Nesse contexto, ela destaca que a regulamentação e a criação da Agência Nacional de Saúde (ANS), de certa forma, impactaram negativamente o setor de saúde. “Na minha visão, antigamente a concorrência era muito maior. Lá no Cruzeiro do Sul, o plano que eu vendia dava um dia de UTI. Aí fui vender Golden Cross, que dava 30, era um diferencial. Fui vender Porto, que já dava cobertura para doenças infectocontagiosas, mas existia produtos em que o cliente escolhia as coberturas que ele queria. Hoje, a ANS obriga as operadoras a dar todas as coberturas, que cada vez são maiores e o valor cobrado não supre. Por isso, as operadoras vão desistindo, parando de vender pessoa física”, analisa.

Inclusive, para ela, esse é o grande ponto de mudança desde que começou a vender planos de saúde em 1994.

“Não vi a vinda da ANS como melhora para o mercado crescer e se fortificar. Hoje, não é um direito de escolha do cliente e as operadoras são obrigadas.
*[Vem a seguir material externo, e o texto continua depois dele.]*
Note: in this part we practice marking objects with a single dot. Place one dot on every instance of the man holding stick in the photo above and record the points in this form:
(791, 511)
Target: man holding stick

A maioria da população está perdendo, por conta do aumento e da burocracia”, argumenta. 

Todos por todos

A sede da Mais Saúde está localizada em Osasco e atualmente possui filiais em Ibiúna, São Roque e Mauá, comandadas pelos filhos de Cida (Júnior, Daniel, Henrique e Larissa), que seguiram os passos da mãe.

“Hoje tenho uma rotina bem mais tranquila, mas muito puxada. Sou muito focada. Agora que temos as filiais, fico de olho em tudo. Apesar de os meus filhos terem me surpreendido, depois que deixamos a gestão das filiais para eles”.

Mesmo assim, a rotina de Cida é corrida porque ela gosta de estar ciente de tudo, de ver onde está o problema e contribuir na resolução.

“Se eu disser que a minha vida profissional e pessoal é dividida é mentira. Desde que comecei como corretora, sempre levei meus filhos comigo. É tudo muito misturado, mas acho que dou conta de tudo”, comenta entre risos.

“O meu maior sucesso é a minha família. Tenho orgulho de falar isso. Somos uma família unida e dividimos as tarefas. Todos por todos. Quando um precisa, todos estão para ajudar”, completa.

Depois que descobriu um problema de saúde genético, Cida diz cuidar muito da própria saúde. O rompimento de todos os ligamentos do joelho não a possibilita fazer muitas atividades físicas. Quando pode, ela opta pelas caminhadas.

Católica e devota de Nossa Senhora, na família de Cida todos são apaixonados por cavalo.

Ela se autodefine como como exigente com horários e regras e ressalta que cada pessoa que convive ou trabalha, a ensina algo. “Sou uma pessoa muito alegre e feliz. A maior conquista foi ter o respeito de pessoas que considero muito importante no mercado e que chegam para mim e falam: ‘lembro de você e seus filhos pequenininhos e hoje vejo eles aqui como líder’”.

“Tudo foi superação na minha vida”

“O maior aprendizado da minha trajetória é saber que não tenho limite. O seu limite quem coloca é você. Se eu olhasse para trás, diante do que sou, nem sonharia ser quem sou hoje, ter tudo o que tenho e ter conquistado o que conquistei – família e bens”.

Ela lembra que teve sorte sim, mas, de nada adiantaria se ela tivesse voltado a Sertaneja quando o César disse para que pegasse o cheque e fosse embora, se ela não fosse mudar. “Eu tinha vontade de voltar porque quando você vem do interior você quer voltar. Mas você não tem como porque já veio com dinheiro emprestado. Tem que trabalhar, arregaçar as mangas e ir para cima. Tudo foi superação na minha vida. Hoje, quero sempre melhorar e aprender mais”, conclui a corretora especialista em saúde.